Charles Dantzig vient donc de publier dans la belle collection « Points Poésie » (dirigée par Alain Mabanckou) Genre : fluide, un ouvrage qui s'ouvre sur une soixantaine de poèmes inédits de cet auteur prolifique à qui on doit nombre de recueils de poésie mais aussi un savoureux Dictionnaire égoïste de la littérature française (Grasset, 2005) et tout récemment le roman Proust Océan (Grasset, 2022), acclamé par la critique.

Dans l'interview qu'il a accordée à Komitid, Charles Dantzig explique ce qui l'intéresse dans la fluidité du genre, évoque ses auteur·es et artistes cultes, parle de backroom, des drag queens et des drag kings… mais aussi de dentier ! C'est parti pour un entretien pointu, spirituel, bourré de références et à la tonalité toujours savoureuse.

Komitid : Quel personnage serait selon vous un·e précurseure du genre fluide ?

Charles Dantzig: Le personnage trans de la littérature, Myra Breckinridge (publié aux Etats-Unis en 1968, ndlr), un roman de Gore Vidal. Si j'excepte évidemment les personnages de l'Antiquité, qui n'étaient pas vraiment des personnages. Les Grecs et les Romains avaient une notion beaucoup plus fluide de ça. Les auteurs de l'époque créaient des personnages qui changeaient de sexe et d'apparence. Les polythéismes étaient plus imaginatifs et les dieux pouvaient avoir plusieurs formes donc pourquoi pas les êtres humains. En tout cas dans la littérature, la fluidité de genre est assez rare. A part les personnages trans, il y a quelques personnages assez ambigus, comme Mademoiselle de Maupin, dans un roman de Théophile Gautier où une fille se déguise en homme pour savoir ce que les hommes pensent des filles. C'était assez osé. Il y a aussi bien sûr le Orlando de Virginia Woolf, avec une fluidité de genre tranquille. Orlando change de sexe et ça n'est pas un problème, aucune question n'est posée. C'est un homme puis c'est une femme et c'est comme ça. Et ça c'est formidable !

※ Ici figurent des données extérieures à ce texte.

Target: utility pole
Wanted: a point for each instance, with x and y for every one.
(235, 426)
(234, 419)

« Je m'oppose de plus en plus à l'idée de « moi » comme critère absolu de tout »

Que représente pour vous la fluidité de genre ?

Cela participe de quelque chose sur laquelle je réfléchis. Je m'oppose de plus en plus à l'idée de « moi » comme critère absolu de tout. Nous vivons une période où le moi est au centre de tout, y compris dans la littérature. Et le moi est une assez grande limitation de l'imagination. On peut changer de moi. Les êtres humains ont trop tendance à se penser eux-mêmes comme définitifs : “Je suis un garçon, on me dit que je suis un garçon et je prends les stéréotypes genre garçon telle que la convention nous l'impose ”. On accepte cela de façon trop spontanée. Maintenant, c'est en train d'être contesté et si ça l'est, c'est parce que ça ébranle la conception du moi comme critère absolu et immuable. Et ceux qui sont contre ces changements sont affolés et complètement fous parce qu'ils ne peuvent pas concevoir ça.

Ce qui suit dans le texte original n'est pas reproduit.